Monday, January 07, 2013

Ugly Women and Beauty Unseen

I feel a bit like a rube in that I prefer the language of modern poetry to the classics, but of course there are some “bazinga!” exceptions out there. Tons. I’m just not as interested in them and don’t seek them out for re-reads. Excepting a few–one which I found only because my creative writing professor assigned us to memorize a Shakespeare sonnet. He said it's always good to have at least one Shakespeare sonnet memorized - to show off at literary-type parties I suppose. Almost didn't want to do it just to resist the temptation, but it is a personal satisfaction to be able to hear it whenever I want (though Cummings' "somewhere I have never traveled" is so much more satisfying. And yes, I have obnoxiously shown off w that one.) Back to the bard: I chose sonnet 141 for reasons I hope obvious: the language, the humor, and thank you Shakespeare for having a poem’s speaker interested in an unattractive woman.

"Sonnet 141" by William Shakespeare (1564-1616)
In faith, I do not love thee with mine eyes,
For they in thee a thousand errors note;
But ‘tis my heart that loves what they despise,
Who, in despite of view, is pleased to dote;
Nor are mine ears with thy tongue’s tune delighted,
Nor tender feeling, to base touches prone,
Nor taste, nor smell, desire to be invited
To any sensual feast with thee alone:
But my five wits nor my five senses can
Dissuade one foolish heart from serving thee,
Who leaves unswayed the likeness of a man,
Thy proud heart’s slave and vassal wretch to be.
   Only my plague thus far I count my gain,
   That she that makes me sin awards me pain.

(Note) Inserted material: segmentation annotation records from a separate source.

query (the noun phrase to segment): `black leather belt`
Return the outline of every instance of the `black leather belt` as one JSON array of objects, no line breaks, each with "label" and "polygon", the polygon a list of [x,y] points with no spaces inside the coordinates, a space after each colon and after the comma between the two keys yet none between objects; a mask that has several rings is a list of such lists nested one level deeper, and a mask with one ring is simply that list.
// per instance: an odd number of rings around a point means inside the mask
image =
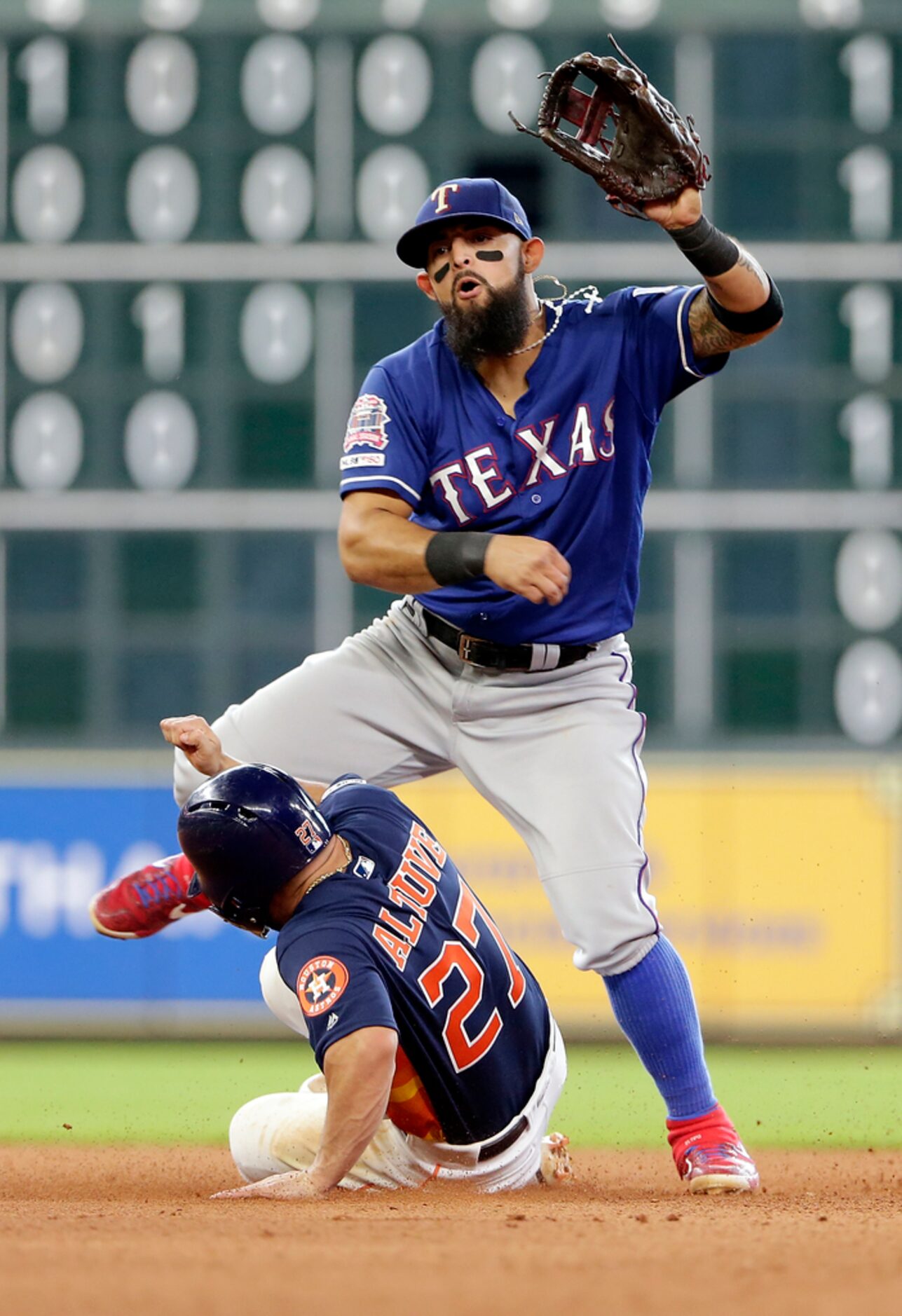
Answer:
[{"label": "black leather belt", "polygon": [[423,608],[427,634],[453,649],[461,662],[474,667],[496,667],[502,671],[556,671],[582,662],[595,645],[499,645],[494,640],[467,636],[436,612]]},{"label": "black leather belt", "polygon": [[477,1161],[491,1161],[494,1155],[500,1155],[502,1152],[507,1152],[507,1149],[512,1148],[520,1134],[525,1133],[528,1128],[529,1120],[525,1115],[521,1115],[514,1128],[508,1129],[507,1133],[502,1133],[500,1137],[492,1138],[491,1142],[482,1144]]}]

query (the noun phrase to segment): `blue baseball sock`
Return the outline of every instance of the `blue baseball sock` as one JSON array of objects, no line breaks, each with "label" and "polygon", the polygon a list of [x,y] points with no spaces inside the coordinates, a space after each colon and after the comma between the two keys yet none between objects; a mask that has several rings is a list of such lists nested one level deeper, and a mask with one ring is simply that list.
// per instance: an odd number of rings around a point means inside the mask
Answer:
[{"label": "blue baseball sock", "polygon": [[657,1083],[672,1120],[716,1105],[686,967],[666,937],[625,974],[604,979],[614,1015]]}]

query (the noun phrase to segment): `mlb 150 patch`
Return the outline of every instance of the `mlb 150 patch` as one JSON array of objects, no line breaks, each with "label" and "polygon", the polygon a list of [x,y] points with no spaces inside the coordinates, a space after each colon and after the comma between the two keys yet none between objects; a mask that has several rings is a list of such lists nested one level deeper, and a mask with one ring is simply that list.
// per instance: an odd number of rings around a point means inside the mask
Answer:
[{"label": "mlb 150 patch", "polygon": [[298,974],[298,1000],[311,1019],[331,1009],[348,986],[348,970],[340,959],[319,955]]}]

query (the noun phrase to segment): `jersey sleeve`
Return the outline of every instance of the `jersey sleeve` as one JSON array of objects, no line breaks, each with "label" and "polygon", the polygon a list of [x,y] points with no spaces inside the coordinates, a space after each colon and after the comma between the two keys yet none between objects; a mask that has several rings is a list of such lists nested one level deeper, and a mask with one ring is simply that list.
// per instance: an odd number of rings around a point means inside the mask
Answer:
[{"label": "jersey sleeve", "polygon": [[625,288],[628,307],[624,374],[645,416],[657,424],[665,403],[699,379],[716,375],[728,353],[698,358],[689,332],[689,308],[697,287]]},{"label": "jersey sleeve", "polygon": [[316,1063],[361,1028],[398,1030],[388,991],[366,950],[346,928],[312,928],[278,951],[279,974],[296,994]]},{"label": "jersey sleeve", "polygon": [[429,484],[425,443],[402,390],[383,366],[374,366],[350,409],[338,462],[340,492],[385,490],[413,511]]}]

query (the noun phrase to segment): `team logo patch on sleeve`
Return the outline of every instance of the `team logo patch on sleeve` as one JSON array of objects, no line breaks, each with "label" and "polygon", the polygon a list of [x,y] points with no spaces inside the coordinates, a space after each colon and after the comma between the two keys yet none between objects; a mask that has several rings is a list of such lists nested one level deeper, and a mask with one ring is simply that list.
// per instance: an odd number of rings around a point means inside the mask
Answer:
[{"label": "team logo patch on sleeve", "polygon": [[377,393],[362,393],[350,409],[348,429],[345,432],[345,451],[353,447],[378,447],[379,451],[388,446],[386,425],[391,420],[385,397]]},{"label": "team logo patch on sleeve", "polygon": [[308,959],[298,974],[298,1000],[303,1012],[315,1019],[332,1009],[348,986],[349,976],[341,961],[332,955]]}]

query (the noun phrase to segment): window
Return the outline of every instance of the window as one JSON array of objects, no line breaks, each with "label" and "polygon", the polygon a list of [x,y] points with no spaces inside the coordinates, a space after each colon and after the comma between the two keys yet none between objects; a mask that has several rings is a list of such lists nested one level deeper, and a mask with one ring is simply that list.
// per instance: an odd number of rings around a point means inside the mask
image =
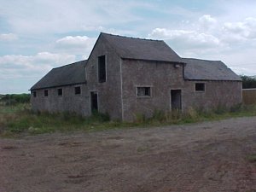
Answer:
[{"label": "window", "polygon": [[98,57],[98,78],[99,83],[106,82],[106,56]]},{"label": "window", "polygon": [[151,90],[150,87],[137,87],[137,96],[150,96]]},{"label": "window", "polygon": [[205,84],[204,83],[196,83],[195,84],[195,91],[205,91]]},{"label": "window", "polygon": [[48,96],[48,90],[44,90],[44,96]]},{"label": "window", "polygon": [[33,91],[33,97],[37,97],[37,91]]},{"label": "window", "polygon": [[62,89],[58,89],[58,96],[62,96]]},{"label": "window", "polygon": [[81,87],[75,87],[74,88],[75,95],[81,95]]}]

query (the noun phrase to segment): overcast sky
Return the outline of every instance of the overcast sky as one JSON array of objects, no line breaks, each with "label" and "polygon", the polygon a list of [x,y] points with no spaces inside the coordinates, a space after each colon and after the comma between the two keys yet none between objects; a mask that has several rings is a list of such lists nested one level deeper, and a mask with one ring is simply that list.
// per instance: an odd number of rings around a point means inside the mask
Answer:
[{"label": "overcast sky", "polygon": [[182,57],[256,75],[254,0],[0,0],[0,94],[87,59],[100,32],[163,39]]}]

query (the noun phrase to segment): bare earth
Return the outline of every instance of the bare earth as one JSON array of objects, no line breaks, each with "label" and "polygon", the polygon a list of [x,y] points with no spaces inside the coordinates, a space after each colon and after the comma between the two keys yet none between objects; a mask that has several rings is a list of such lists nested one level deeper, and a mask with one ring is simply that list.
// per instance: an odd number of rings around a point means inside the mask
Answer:
[{"label": "bare earth", "polygon": [[1,192],[256,191],[256,117],[0,139]]}]

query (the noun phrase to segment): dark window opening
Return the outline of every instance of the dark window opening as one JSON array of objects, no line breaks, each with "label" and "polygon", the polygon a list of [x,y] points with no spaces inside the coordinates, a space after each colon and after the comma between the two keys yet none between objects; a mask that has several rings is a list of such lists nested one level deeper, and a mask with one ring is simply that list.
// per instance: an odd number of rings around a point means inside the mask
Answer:
[{"label": "dark window opening", "polygon": [[44,90],[44,96],[48,96],[48,90]]},{"label": "dark window opening", "polygon": [[81,94],[81,87],[75,87],[75,95],[80,95]]},{"label": "dark window opening", "polygon": [[106,82],[106,56],[102,55],[98,57],[98,78],[99,82]]},{"label": "dark window opening", "polygon": [[62,89],[58,89],[58,96],[62,96]]},{"label": "dark window opening", "polygon": [[137,96],[151,96],[150,87],[137,87]]},{"label": "dark window opening", "polygon": [[181,90],[171,90],[171,105],[172,111],[182,109]]},{"label": "dark window opening", "polygon": [[90,92],[90,109],[91,112],[98,111],[98,94],[97,92]]},{"label": "dark window opening", "polygon": [[205,91],[205,84],[204,83],[196,83],[195,84],[195,91]]}]

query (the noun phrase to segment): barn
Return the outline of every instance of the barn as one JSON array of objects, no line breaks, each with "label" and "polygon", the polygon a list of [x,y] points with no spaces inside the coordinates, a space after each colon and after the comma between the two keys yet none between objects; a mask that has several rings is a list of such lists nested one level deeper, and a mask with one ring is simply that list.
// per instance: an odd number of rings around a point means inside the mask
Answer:
[{"label": "barn", "polygon": [[132,121],[155,110],[230,108],[241,102],[241,79],[220,61],[182,58],[162,40],[102,32],[88,60],[53,68],[31,92],[33,111]]}]

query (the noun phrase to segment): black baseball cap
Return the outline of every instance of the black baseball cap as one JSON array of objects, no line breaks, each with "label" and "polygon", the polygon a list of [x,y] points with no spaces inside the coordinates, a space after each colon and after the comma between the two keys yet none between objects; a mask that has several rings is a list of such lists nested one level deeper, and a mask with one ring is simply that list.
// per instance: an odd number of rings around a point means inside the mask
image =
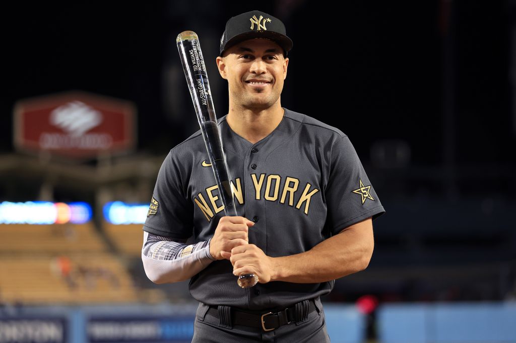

And the following lines from “Elegy Written in a Country Churchyard” by Thomas Gray (1716-1771). These lines usually come to mind when I see kids living in circumstances where their chances are limited to nil. Or any time that beauty goes (for the most part) unrecognized:

Full many a gem of purest ray serene,
         The dark unfathom'd caves of ocean bear:
Full many a flow'r is born to blush unseen,
         And waste its sweetness on the desert air.